130 enfants juifs et arabes, issus de six équipes impliquées dans des projets qui ont été récemments récompensés par la campagne ‘Kick It Out’, s’affronteront dans un tournoi à Kiryat Haïm, au nord de Haïfa, devant un public de jeunes arabes et de jeunes juifs. Edna Bekenstein, présidente du Conseil de la Prévention de la violence dans le sport assistera également aux matchs.

Le racisme dans le football israélien a été influencé par le conflit israélo-palestinien.

Au cours des dernières années, les matchs qui opposaient Bnei Sakhnin (le seul club israélien de première division représentant une ville arabe) et le Beitar Jérusalem (qui a été marqué par de la violence de la part d’une solide organisation de supporters racistes), ont nécessité la mobilisation de 600 officiers de police, de vigiles privés, de détectives infiltré, chargés de s’assures que les supporters ne s’affrontent pas en marge des matchs.

Les supporters du Beitar Jérusalem ont composé, et souvent chanté une litanie de chants racistes, parmis lesquels « Muhammad est mort » et « Mort aux arabes ».

En mai, un groupe de supporters du Beitar on lancé des bombes fumigènes et pétards sur le terrain après la défaite (3-0) de leur équipe face aux joueurs de Bnei Sakhnin, lors d’un match particulièrement chargé de tensions raciales.

Affrontements entre des supporters du Beitar Jérusalem et les forces de police au Stade Teddy à Jérusalem, le 1er mai 2016. (Crédit : capture d'écran Youtbe/ONE)
Affrontements entre des supporters du Beitar Jérusalem et les forces de police au Stade Teddy à Jérusalem, le 1er mai 2016. (Crédit : capture d’écran Youtbe/ONE)

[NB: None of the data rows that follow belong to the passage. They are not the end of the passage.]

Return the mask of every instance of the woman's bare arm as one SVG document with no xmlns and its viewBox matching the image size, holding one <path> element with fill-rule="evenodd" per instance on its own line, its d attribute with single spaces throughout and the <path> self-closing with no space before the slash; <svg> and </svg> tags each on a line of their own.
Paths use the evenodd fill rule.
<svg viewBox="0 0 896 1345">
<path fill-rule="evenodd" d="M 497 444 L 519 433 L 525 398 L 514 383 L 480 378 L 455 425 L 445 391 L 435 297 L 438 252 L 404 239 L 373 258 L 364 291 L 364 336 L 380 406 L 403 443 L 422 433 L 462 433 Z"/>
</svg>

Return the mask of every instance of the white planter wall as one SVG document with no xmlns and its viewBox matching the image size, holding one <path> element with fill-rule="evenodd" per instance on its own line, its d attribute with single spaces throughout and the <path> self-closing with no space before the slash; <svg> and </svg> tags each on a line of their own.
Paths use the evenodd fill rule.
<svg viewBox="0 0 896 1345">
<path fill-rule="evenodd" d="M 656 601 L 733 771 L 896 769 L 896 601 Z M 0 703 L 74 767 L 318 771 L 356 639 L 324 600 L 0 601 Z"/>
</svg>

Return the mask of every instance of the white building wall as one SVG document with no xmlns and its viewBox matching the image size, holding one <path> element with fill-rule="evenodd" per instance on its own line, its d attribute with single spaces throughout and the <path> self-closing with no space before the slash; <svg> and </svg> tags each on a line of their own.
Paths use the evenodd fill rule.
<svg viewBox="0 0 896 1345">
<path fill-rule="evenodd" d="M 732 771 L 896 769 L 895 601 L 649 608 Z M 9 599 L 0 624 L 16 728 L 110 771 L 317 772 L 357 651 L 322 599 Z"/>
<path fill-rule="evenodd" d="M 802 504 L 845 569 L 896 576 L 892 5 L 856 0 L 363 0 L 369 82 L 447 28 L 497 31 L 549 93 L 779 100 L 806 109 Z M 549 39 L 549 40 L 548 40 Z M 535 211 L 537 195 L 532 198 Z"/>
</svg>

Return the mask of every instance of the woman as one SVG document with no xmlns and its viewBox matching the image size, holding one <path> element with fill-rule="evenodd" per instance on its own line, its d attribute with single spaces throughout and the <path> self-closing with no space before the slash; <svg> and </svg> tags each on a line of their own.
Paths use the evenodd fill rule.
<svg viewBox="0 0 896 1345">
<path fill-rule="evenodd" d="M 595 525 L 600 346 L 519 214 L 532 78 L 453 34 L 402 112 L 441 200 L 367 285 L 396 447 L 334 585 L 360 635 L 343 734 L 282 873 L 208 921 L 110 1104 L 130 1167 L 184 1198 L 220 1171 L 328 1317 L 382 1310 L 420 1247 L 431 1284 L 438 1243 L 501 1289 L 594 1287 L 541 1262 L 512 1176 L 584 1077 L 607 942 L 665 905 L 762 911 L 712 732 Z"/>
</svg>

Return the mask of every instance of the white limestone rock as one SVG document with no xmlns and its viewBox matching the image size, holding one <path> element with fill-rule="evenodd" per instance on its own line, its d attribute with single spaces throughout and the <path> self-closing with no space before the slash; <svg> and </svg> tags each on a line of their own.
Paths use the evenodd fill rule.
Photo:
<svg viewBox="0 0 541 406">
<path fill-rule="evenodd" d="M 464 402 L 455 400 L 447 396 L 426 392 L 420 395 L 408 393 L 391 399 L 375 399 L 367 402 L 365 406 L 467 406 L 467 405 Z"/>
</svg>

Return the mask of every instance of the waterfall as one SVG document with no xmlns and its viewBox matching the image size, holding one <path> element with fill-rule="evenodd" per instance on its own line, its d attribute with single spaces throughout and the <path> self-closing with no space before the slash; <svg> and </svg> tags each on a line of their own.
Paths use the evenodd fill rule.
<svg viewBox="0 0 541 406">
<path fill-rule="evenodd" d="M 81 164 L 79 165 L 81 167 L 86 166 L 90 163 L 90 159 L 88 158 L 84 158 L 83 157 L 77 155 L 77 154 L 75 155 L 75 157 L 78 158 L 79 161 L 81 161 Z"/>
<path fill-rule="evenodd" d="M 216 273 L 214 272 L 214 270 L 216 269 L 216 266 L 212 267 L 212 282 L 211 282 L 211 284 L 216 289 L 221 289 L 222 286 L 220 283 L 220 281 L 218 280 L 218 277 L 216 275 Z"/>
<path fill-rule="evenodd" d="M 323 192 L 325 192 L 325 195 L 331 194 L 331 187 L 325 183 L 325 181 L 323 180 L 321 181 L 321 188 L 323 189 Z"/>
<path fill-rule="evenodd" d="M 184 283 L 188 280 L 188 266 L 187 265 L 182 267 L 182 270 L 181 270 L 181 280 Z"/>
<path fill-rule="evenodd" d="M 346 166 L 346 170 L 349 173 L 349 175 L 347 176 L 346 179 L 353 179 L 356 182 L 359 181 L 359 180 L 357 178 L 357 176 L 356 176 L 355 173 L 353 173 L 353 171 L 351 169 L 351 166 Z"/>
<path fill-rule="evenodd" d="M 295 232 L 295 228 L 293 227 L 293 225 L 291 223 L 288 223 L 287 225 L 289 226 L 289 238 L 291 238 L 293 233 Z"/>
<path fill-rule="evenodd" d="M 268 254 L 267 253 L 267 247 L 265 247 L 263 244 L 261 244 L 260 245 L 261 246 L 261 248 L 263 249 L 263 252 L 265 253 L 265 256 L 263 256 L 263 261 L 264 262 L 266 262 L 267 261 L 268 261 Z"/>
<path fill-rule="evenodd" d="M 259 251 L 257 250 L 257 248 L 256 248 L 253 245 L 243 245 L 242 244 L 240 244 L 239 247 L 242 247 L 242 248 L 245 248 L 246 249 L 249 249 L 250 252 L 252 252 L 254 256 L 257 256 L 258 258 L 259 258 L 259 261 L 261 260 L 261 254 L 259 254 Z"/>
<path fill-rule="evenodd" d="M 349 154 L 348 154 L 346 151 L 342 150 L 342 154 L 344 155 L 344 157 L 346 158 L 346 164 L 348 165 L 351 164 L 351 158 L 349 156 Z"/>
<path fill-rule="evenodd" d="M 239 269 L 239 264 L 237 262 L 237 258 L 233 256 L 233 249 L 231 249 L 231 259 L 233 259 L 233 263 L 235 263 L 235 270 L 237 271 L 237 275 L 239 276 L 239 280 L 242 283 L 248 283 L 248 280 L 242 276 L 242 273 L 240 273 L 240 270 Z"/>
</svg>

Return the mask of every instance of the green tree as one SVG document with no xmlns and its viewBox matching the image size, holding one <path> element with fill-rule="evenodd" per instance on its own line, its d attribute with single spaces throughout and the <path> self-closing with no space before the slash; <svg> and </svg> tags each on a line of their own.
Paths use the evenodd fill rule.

En avril, les tensions entre juifs et arabes se sont enflammées après que les prolongations d’un matche des séries éliminatoires entre les clubs de Bnei Sakhnin et du Maccabi Tel Aviv se transforment en rixe sur le terrain. Les responsables et le personnel des deux clubs ont été convoqués par le tribunal disciplinaire de l’association nationale de football.